Introduction to C
Programming
by Marshall Brain
Strings in C
Strings in C are intertwined
with pointers to a large extent. You must become familiar with the pointer
concepts covered in tutorial 9 through tutorial 12 to use C strings
effectively. Once you get used to them, however, you can often perform string
manipulations more efficiently than you can in Pascal.
A string in C is simply an
array of characters. The following line declares an array that can hold a
string of up to 99 characters.
char str[100];
It holds characters as you
would expect: str[0] is the first character of the string, str[1]
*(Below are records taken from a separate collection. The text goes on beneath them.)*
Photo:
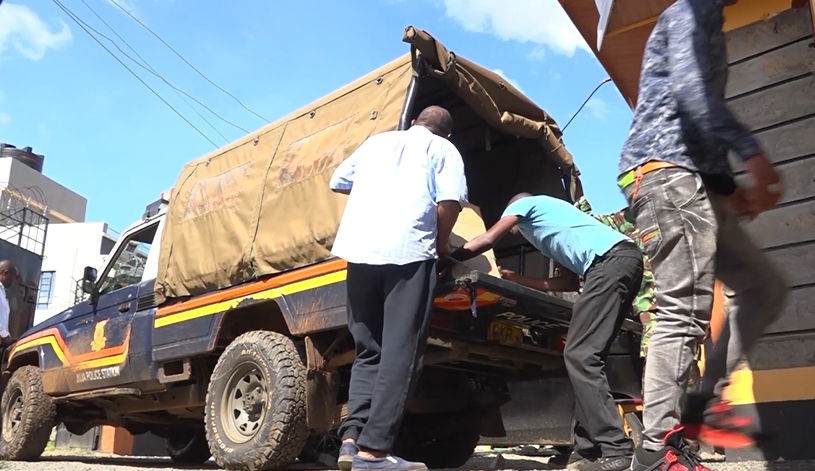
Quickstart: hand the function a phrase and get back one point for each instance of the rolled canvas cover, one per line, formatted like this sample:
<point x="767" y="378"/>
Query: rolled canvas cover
<point x="262" y="205"/>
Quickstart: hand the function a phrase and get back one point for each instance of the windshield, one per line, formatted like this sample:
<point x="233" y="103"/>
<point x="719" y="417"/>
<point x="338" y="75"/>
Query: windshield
<point x="128" y="266"/>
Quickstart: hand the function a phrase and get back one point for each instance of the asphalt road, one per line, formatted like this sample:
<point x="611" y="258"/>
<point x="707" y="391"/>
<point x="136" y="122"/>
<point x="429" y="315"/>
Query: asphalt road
<point x="61" y="461"/>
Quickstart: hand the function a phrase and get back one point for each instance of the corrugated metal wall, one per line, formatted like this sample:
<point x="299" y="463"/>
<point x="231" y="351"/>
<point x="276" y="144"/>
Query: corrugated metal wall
<point x="772" y="90"/>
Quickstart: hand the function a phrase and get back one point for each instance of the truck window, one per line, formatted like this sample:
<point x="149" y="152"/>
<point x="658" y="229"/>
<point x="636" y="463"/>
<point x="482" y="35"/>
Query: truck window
<point x="128" y="265"/>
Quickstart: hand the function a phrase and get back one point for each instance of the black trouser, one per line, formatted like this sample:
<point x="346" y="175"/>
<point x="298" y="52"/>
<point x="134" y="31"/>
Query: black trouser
<point x="388" y="315"/>
<point x="609" y="288"/>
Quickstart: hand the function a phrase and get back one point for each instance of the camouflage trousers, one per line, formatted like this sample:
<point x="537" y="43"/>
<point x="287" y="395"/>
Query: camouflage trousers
<point x="649" y="320"/>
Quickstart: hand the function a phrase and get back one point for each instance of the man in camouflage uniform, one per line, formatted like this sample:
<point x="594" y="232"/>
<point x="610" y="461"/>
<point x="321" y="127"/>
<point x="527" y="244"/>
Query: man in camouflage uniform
<point x="645" y="305"/>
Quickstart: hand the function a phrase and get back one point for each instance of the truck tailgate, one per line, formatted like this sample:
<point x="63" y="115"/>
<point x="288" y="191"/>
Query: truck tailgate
<point x="486" y="298"/>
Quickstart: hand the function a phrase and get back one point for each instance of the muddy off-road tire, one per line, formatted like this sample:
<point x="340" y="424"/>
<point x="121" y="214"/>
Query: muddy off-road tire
<point x="189" y="447"/>
<point x="441" y="441"/>
<point x="28" y="416"/>
<point x="256" y="403"/>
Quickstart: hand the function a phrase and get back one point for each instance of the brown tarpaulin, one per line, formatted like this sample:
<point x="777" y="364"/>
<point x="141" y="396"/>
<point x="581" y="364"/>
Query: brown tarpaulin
<point x="261" y="205"/>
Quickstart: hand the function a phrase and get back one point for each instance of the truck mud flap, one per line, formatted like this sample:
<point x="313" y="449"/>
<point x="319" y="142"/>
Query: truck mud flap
<point x="540" y="413"/>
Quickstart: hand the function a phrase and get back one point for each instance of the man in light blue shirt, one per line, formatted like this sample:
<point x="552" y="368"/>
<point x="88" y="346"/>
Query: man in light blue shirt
<point x="611" y="267"/>
<point x="406" y="189"/>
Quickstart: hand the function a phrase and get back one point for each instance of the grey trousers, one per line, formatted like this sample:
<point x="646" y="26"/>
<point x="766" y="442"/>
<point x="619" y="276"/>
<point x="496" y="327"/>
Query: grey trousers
<point x="692" y="237"/>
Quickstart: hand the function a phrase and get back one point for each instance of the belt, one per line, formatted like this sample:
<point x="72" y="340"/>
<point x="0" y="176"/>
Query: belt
<point x="635" y="176"/>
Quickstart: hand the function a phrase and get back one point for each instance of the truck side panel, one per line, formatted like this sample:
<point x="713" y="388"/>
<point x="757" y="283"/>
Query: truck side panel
<point x="310" y="299"/>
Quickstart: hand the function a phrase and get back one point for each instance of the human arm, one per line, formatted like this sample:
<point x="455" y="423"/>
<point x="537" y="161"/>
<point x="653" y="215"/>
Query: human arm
<point x="448" y="212"/>
<point x="5" y="309"/>
<point x="566" y="282"/>
<point x="485" y="241"/>
<point x="450" y="187"/>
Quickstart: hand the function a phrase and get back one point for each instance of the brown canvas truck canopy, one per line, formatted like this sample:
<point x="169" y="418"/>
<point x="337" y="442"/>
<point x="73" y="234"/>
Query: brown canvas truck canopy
<point x="262" y="205"/>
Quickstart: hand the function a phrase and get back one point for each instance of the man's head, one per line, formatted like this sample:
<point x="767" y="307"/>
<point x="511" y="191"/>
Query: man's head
<point x="8" y="273"/>
<point x="437" y="120"/>
<point x="520" y="195"/>
<point x="583" y="205"/>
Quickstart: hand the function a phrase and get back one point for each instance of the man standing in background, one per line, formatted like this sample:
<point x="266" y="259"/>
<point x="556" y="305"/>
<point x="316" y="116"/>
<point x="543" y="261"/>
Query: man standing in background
<point x="8" y="275"/>
<point x="406" y="189"/>
<point x="645" y="304"/>
<point x="675" y="174"/>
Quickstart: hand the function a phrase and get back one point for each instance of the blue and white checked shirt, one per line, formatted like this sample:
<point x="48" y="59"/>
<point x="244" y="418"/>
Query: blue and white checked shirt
<point x="398" y="178"/>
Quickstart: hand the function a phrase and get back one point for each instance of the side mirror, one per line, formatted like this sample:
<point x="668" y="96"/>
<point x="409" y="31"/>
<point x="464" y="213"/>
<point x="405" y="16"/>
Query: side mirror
<point x="89" y="280"/>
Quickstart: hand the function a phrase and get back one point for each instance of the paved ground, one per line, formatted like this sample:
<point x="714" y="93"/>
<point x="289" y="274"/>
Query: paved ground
<point x="61" y="461"/>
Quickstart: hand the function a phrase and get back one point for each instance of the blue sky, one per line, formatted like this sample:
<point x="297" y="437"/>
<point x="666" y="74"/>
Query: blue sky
<point x="108" y="138"/>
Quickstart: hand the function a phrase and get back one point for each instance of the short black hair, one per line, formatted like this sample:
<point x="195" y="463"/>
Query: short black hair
<point x="520" y="195"/>
<point x="436" y="119"/>
<point x="8" y="265"/>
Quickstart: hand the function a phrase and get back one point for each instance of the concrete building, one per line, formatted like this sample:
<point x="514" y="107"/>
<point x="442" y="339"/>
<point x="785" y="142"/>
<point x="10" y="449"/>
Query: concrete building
<point x="21" y="179"/>
<point x="69" y="248"/>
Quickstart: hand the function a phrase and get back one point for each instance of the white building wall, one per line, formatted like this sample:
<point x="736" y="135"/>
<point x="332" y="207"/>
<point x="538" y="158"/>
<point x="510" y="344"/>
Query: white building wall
<point x="69" y="248"/>
<point x="62" y="204"/>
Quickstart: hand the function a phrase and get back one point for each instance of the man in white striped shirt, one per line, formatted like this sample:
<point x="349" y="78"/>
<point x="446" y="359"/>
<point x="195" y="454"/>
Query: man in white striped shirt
<point x="406" y="189"/>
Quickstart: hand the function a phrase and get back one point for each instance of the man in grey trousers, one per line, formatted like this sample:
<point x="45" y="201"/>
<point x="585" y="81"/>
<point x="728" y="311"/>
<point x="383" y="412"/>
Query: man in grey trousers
<point x="675" y="174"/>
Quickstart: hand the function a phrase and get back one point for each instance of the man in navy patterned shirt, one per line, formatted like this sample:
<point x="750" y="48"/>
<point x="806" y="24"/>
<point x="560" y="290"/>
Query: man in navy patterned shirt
<point x="675" y="173"/>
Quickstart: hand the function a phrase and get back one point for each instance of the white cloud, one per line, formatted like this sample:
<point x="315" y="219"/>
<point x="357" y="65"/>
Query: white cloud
<point x="599" y="108"/>
<point x="542" y="22"/>
<point x="513" y="82"/>
<point x="23" y="30"/>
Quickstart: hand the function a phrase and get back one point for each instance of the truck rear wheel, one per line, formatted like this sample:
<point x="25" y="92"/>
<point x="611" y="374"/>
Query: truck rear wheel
<point x="256" y="403"/>
<point x="28" y="416"/>
<point x="440" y="441"/>
<point x="188" y="446"/>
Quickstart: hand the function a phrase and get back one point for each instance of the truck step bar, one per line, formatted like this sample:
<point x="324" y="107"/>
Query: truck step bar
<point x="107" y="392"/>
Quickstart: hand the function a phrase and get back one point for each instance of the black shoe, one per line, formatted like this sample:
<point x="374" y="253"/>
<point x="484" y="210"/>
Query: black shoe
<point x="674" y="456"/>
<point x="610" y="463"/>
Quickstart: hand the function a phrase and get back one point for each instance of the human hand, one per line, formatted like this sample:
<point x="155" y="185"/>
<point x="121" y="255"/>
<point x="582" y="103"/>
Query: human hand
<point x="508" y="275"/>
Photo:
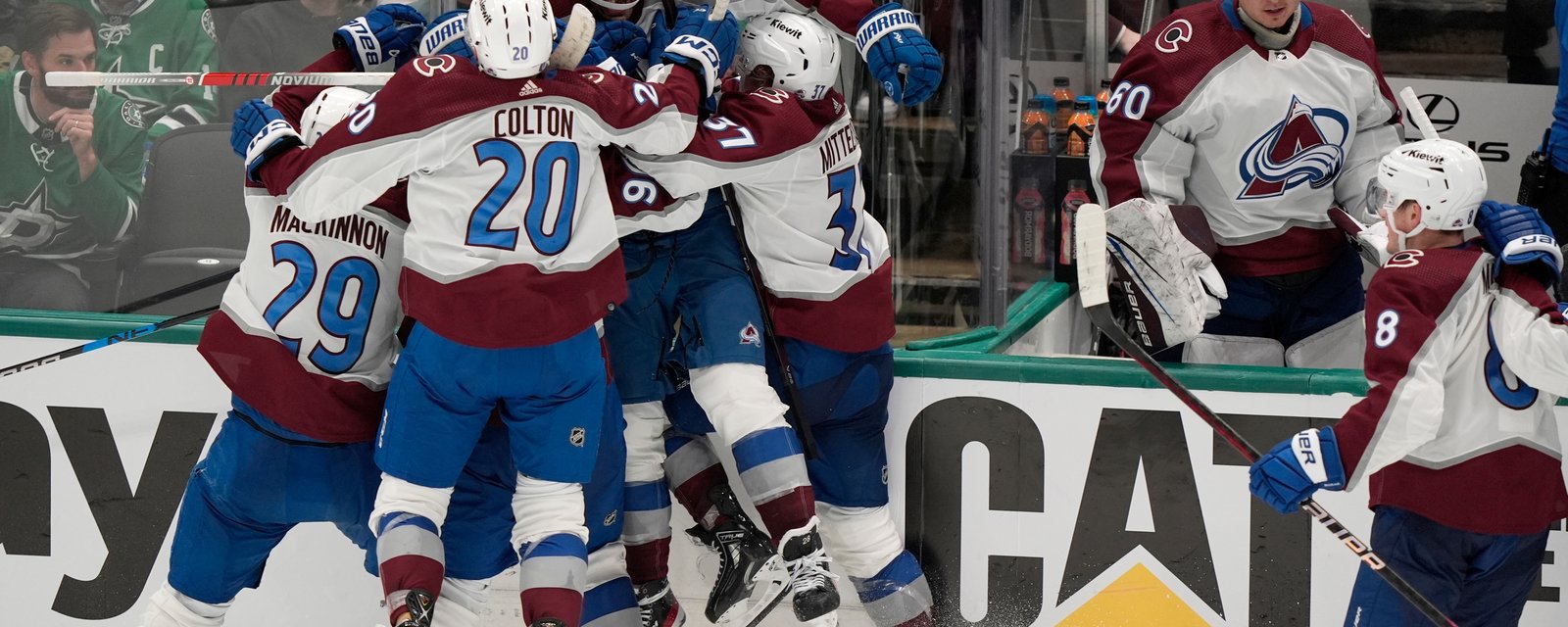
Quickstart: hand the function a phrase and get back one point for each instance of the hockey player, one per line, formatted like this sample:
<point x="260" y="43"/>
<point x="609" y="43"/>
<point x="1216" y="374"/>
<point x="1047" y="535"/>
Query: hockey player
<point x="1264" y="114"/>
<point x="888" y="36"/>
<point x="499" y="325"/>
<point x="159" y="36"/>
<point x="1455" y="438"/>
<point x="788" y="145"/>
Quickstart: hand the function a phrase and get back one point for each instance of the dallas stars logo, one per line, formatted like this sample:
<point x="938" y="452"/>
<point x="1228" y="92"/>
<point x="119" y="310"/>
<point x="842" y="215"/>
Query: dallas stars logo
<point x="25" y="224"/>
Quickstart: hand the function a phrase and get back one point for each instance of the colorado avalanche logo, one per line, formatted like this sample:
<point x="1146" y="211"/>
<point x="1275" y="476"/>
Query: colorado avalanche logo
<point x="1305" y="148"/>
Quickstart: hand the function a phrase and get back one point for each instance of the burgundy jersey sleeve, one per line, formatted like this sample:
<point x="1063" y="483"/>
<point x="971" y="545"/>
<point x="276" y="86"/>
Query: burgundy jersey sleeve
<point x="1407" y="357"/>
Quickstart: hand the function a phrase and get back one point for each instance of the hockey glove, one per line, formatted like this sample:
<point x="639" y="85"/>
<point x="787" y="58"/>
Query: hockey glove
<point x="444" y="36"/>
<point x="1294" y="469"/>
<point x="1520" y="237"/>
<point x="624" y="41"/>
<point x="386" y="33"/>
<point x="899" y="55"/>
<point x="261" y="132"/>
<point x="1371" y="240"/>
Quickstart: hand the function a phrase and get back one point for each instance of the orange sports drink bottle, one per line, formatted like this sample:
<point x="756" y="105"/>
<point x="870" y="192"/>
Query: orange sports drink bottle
<point x="1062" y="93"/>
<point x="1081" y="127"/>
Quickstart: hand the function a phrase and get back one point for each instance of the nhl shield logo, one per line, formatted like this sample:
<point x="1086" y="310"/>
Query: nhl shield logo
<point x="750" y="334"/>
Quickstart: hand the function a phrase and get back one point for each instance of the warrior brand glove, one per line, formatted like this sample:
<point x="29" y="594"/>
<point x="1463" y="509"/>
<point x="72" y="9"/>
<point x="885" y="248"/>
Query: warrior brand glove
<point x="899" y="55"/>
<point x="388" y="31"/>
<point x="261" y="132"/>
<point x="1520" y="237"/>
<point x="705" y="46"/>
<point x="444" y="35"/>
<point x="1294" y="469"/>
<point x="624" y="41"/>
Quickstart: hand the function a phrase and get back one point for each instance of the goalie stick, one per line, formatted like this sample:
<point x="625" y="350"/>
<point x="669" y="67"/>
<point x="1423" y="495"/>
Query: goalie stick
<point x="122" y="336"/>
<point x="1094" y="281"/>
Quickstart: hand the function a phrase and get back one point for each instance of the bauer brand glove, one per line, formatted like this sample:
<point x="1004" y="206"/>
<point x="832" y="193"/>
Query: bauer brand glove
<point x="1294" y="469"/>
<point x="899" y="55"/>
<point x="386" y="33"/>
<point x="1520" y="237"/>
<point x="261" y="132"/>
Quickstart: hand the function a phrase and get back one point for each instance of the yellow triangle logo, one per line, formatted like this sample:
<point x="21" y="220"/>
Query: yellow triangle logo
<point x="1136" y="600"/>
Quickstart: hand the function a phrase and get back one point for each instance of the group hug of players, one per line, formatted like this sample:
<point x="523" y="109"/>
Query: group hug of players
<point x="469" y="298"/>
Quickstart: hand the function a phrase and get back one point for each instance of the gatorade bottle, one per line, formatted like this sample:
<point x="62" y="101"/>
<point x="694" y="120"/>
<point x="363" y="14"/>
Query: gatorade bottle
<point x="1062" y="93"/>
<point x="1102" y="98"/>
<point x="1081" y="127"/>
<point x="1039" y="118"/>
<point x="1076" y="196"/>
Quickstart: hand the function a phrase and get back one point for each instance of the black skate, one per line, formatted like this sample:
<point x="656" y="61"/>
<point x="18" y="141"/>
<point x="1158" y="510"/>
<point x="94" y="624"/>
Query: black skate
<point x="811" y="584"/>
<point x="745" y="556"/>
<point x="658" y="605"/>
<point x="420" y="608"/>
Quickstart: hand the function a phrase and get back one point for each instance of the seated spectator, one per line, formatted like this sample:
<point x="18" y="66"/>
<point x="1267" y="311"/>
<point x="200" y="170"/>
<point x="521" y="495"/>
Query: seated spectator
<point x="281" y="36"/>
<point x="159" y="36"/>
<point x="71" y="159"/>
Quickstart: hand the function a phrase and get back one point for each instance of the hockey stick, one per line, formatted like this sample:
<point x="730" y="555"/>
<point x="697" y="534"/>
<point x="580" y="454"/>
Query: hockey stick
<point x="122" y="336"/>
<point x="1418" y="114"/>
<point x="1094" y="281"/>
<point x="802" y="428"/>
<point x="574" y="41"/>
<point x="174" y="292"/>
<point x="216" y="78"/>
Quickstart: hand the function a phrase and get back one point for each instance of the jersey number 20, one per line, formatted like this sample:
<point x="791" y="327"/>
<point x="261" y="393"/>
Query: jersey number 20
<point x="514" y="162"/>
is the second character, and so on. But why is a 100-element array unable to
hold up to 100 characters? Because C uses null-terminated strings, which
means that the end of any string is marked by the ASCII value 0 (the null
character), which is also represented in C as '\0'.
Null termination is very
different from the way Pascal compilers handle strings. In Pascal, each string
consists of an array of characters, with a length byte that keeps count of the
number of characters stored in the array. This structure gives Pascal a
definite advantage when you ask for the length of a string. Pascal can simply
return the length byte, whereas C has to count the characters until it finds '\0'.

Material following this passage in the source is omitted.